One point is worth noting. A logical sentence of the form $\Gamma = A(B+C)(A \oplus D)$ immediately implies A as well as denies D, and provides some information about the statements B and C. However, it does not contain any information whatsoever about an unrelated proposition, F. With some thought, it can be seen that assignment of plausibilities based on a logical sentence must fall into one of four classes: true ( $P(A|\Gamma) = 1$ ), possible ( $P(B|\Gamma)$ ), undecidable ( $P(F|\Gamma)$ ), or impossible ( $P(D|\Gamma) = 0$ ). Probability theory is chiefly concerned with propositions that are possible. However, the product rule also applies to situations in which a proposition is undecidable.

What has been said serves to illustrate the difficulty of reasoning without assuming a set of mutually exclusive and exhaustive alternatives. To demonstrate this concretely, we will attempt to assign probabilities to a general logical statement, $\psi$ , assuming only the principle of indifference, I, and possibly another logical statement, $\Gamma$ . Obviously, the plausibility will be one if $\Gamma \Rightarrow \psi$ and zero if $\Gamma \psi$ constitutes a contradiction. The other situations are shown in the following example.

Consider the meeting of two gamblers who have, by means unspecified, come into possession of a Stern-Gerlach magnet. Being as they are, they decide to place wagers on measurements of a beta ( $\beta^-$ ) decay process. In order to decide the winner, both agree on the same method of classifying the measurement outcome. The most apparent measurement would be whether or not the following event occurred.

A: An electron is observed in the time interval $t, t + dt$ .

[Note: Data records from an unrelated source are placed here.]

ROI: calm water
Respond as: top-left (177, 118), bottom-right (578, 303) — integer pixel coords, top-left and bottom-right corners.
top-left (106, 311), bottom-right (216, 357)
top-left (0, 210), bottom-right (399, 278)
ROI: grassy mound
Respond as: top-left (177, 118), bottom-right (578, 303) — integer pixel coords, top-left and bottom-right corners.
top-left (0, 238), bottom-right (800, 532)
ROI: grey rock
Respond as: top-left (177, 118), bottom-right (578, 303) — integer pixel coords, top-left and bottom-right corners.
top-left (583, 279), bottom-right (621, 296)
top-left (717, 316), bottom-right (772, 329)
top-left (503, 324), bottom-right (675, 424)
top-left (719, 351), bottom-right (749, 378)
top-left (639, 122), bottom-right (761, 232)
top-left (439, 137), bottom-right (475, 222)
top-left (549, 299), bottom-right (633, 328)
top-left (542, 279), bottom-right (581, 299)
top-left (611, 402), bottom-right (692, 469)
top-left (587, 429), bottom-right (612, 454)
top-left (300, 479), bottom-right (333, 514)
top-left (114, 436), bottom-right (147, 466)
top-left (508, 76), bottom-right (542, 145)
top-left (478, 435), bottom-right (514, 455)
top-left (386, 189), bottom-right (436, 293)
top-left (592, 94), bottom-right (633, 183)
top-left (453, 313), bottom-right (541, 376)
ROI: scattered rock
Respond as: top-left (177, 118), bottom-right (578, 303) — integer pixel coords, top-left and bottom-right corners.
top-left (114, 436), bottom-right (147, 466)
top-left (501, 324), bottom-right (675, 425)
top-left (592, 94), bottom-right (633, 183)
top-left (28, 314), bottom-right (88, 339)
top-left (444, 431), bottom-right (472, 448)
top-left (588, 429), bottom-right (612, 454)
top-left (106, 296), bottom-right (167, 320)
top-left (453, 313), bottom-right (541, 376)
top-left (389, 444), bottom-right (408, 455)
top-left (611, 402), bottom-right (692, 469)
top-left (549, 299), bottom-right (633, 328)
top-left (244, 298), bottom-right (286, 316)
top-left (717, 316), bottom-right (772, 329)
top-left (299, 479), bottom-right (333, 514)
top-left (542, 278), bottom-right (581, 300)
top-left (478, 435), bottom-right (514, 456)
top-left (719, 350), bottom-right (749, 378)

However, they find themselves unable to assign $P(A|I)$ because of a large amount of uncertainty on the physics of the experiment. Then one of them notices that the device can tell them not only if an electron has been observed, but also if it has positive or negative spin. This changes their prior information for the problem, since they recognize that there are now two elementary hypotheses: A, observed with spin-up, or B, observed with spin-down. They are believed to be mutually exclusive, so that they know $(A \oplus B)$ . According to the principle of indifference,

$P(A|(A \oplus B)I) = \frac{1}{2}. \quad (50)$

As their previous state of knowledge was unable to distinguish between these two events, it implicitly combined both of these two elementary hypotheses into a single event, which they held to be un-assignable. However, it seems that the principle of indifference should have some bearing on the question of $P(A|I)$ , since in Aristotelian logic, A must always be either true or false. Representing this two-valued foundation of Aristotelian logic as L, Cox has derived the sum rule, $P(A|LI) + P(\bar{A}|LI) = 1$ . In this case, assuming L is equivalent to assuming A and $\bar{A}$ are mutually exclusive events and that one must occur, a situation represented by (50). In the case of Aristotelian logic, then, any reasoning on a proposition, A, on the left-side of $(A|J)$ , must be preceded by assuming A and $\bar{A}$ are mutually exclusive and exhaustive on the right side. An inability to assign $P(A|I)$ based only on I would then amount to some system of logic that does not begin by assuming L. This logical complication in part explainswhy the problem has not yet been directly discussed, as it requires us to reason about statements which are usually considered axiomatic using Aristotelian logic, $L$ .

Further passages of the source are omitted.